昔は解禁直後の阿寒湖を訪れたりもしたのだが、ここ数年は解禁直後を外し、二週目か三週目に訪れるという釣りが多くなってきた。解禁直後を外すのは、連休で宿も釣り場も混み合うのを避けているだけなのだが、やはりそれは正解で土曜日とはいえ、僕の釣っているポイントで遭遇した釣り人は午前の遅い時間に二人のみ。
阿寒湖の著名ポイントの多くは、馬の背のように沖合まで遠浅となっている。このため、他の釣り人が居らず、先端までウェーディングを行うと、自分の正面は当然ながら左右へのキャストも可能だ。
阿寒湖へ通う様になった当初はスプーンとミノーを多用していたけど、ここ暫くはジグやジグミノー的なものばかりが多くなってきた。遠くを探れるのがメリットだけど、魚が寄っている時は軽量なスプーンやミノーも使わないことはない。でも、解禁から二週間の間、岸よりはかなり叩かれている筈でマズメは近くまで魚が寄ることはあるけれど、日中は断然遠投が有利だと思う。
そんな今回のヒットルアーの中で、断トツに効いたのが写真のワンダーリーチ。通常のワンダーよりも5g近く重量が重い、18gのシンキングペンシルだ。ワンダーの名前はついているけど、使い方は全く異なり、僕の基本はストップ&ゴー。それも、このストップを数秒入れたりする。実際、フォール中のバイトが一番多く、運が良いと着水で食ってくる。

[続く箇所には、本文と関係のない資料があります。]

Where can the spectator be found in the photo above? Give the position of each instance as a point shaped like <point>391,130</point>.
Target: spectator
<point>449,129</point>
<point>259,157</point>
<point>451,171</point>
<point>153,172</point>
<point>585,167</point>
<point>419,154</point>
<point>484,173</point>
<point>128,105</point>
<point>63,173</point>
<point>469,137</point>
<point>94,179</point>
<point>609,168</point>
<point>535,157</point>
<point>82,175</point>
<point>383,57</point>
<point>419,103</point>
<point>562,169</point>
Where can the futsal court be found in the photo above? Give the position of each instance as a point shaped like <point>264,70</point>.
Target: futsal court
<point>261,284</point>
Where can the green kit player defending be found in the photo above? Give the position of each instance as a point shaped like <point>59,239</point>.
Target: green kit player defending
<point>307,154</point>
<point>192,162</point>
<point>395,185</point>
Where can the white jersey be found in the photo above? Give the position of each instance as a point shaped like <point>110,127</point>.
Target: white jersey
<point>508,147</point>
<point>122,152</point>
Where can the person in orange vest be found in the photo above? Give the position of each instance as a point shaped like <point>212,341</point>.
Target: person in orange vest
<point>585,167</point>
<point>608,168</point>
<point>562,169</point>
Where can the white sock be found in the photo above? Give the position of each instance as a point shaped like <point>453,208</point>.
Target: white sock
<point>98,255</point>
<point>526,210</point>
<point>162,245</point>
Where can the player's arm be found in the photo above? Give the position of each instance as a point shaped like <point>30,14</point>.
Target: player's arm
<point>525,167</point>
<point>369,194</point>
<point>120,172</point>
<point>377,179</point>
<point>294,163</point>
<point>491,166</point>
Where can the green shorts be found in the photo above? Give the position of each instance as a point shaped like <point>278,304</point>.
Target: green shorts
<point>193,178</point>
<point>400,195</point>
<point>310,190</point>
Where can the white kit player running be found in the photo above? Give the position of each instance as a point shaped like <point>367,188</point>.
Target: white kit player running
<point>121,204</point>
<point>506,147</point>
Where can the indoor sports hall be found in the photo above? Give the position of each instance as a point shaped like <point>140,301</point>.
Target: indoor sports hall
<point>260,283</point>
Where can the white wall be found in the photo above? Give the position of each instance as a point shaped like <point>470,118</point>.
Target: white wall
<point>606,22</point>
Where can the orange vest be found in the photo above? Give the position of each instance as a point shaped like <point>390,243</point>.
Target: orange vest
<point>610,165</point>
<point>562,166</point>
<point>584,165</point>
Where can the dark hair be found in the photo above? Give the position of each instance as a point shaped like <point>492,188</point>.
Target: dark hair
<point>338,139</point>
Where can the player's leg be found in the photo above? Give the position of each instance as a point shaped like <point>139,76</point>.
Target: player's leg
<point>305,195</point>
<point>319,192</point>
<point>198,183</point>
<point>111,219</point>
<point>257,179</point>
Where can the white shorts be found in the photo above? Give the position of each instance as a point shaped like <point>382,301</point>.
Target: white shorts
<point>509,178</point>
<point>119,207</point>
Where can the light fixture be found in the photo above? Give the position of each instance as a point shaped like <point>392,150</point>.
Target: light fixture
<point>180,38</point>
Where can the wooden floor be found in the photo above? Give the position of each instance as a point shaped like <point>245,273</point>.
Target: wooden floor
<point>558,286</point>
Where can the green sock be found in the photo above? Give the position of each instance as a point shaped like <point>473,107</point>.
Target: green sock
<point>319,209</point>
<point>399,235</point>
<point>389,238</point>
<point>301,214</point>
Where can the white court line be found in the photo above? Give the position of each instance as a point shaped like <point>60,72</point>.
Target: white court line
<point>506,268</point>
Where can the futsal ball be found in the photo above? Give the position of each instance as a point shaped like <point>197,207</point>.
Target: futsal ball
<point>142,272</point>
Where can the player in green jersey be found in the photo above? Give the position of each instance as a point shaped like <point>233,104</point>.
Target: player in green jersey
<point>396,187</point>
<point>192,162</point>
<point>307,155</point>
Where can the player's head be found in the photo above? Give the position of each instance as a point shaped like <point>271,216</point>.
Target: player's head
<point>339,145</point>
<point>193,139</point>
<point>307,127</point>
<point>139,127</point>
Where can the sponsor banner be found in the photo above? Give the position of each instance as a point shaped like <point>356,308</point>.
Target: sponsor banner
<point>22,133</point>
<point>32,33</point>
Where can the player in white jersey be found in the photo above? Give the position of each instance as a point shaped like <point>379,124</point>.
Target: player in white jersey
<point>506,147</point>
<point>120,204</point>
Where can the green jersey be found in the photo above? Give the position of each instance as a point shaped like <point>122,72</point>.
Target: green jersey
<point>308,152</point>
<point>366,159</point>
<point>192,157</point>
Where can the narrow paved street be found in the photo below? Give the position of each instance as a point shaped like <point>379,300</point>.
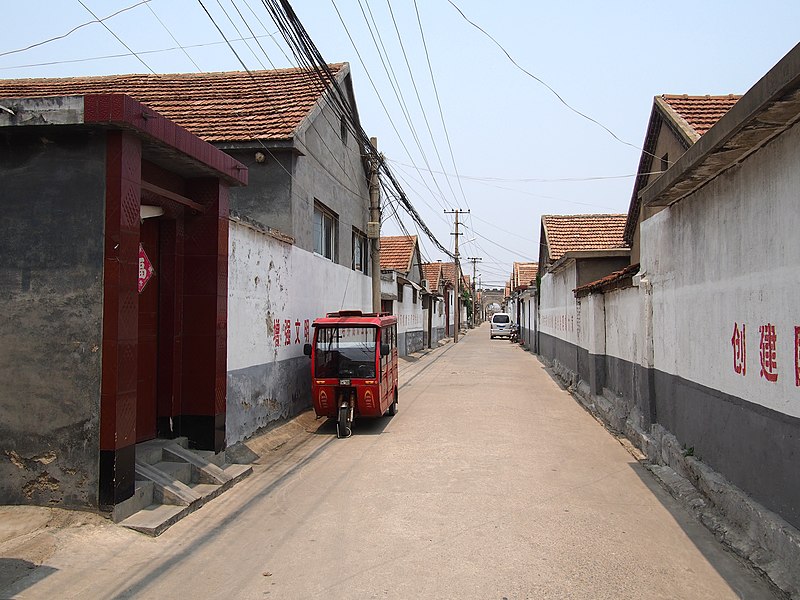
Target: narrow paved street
<point>491,482</point>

ワカサギが多い年は葦の間にワカサギが集まり、それを狙ったアメマスが葦際に集まることがある。そんな時はボイルが連発していたりするのだが、今年のワカサギは釣りをしている限り、少ないような気がした。群れは見ないにしても、弱ったワカサギが水面に浮かんでいたりするのだが、今年は一度も見ていない。
湖の釣りで鏡のような水面となると、釣りはかなり厳しくなることが多い。今回は昼前の一時以外は適度な風を受けており(アゲインスト)、湖面の波もほどよかった。しかし、予想に反して爆発することはなかったけど、1日を通して、飽きない程度の反応が続いた日であったとは思う。その意味ではそこそこ満足した阿寒湖だったかもしれない。
北岸へ渡船した釣り人であれば、誰もが撮影する雄阿寒岳だが、時間や霧、雲の要素はあるにしても、似たような写真になってしまう。勿論、写真だけを考えれば周辺の木々や時間帯を選び、納得の1枚が撮れるのかもしれない。しかし、写真好きであると同時に釣り師である。釣りをやめない限り、そんな写真は撮れないと思う。それでも、訪れるのであれば秋以降が良いかもしれない。特に尻駒別は暗い時間から渡船し、雄阿寒に上る朝陽がとても美しいと思う。但し、天候には左右されるだろう。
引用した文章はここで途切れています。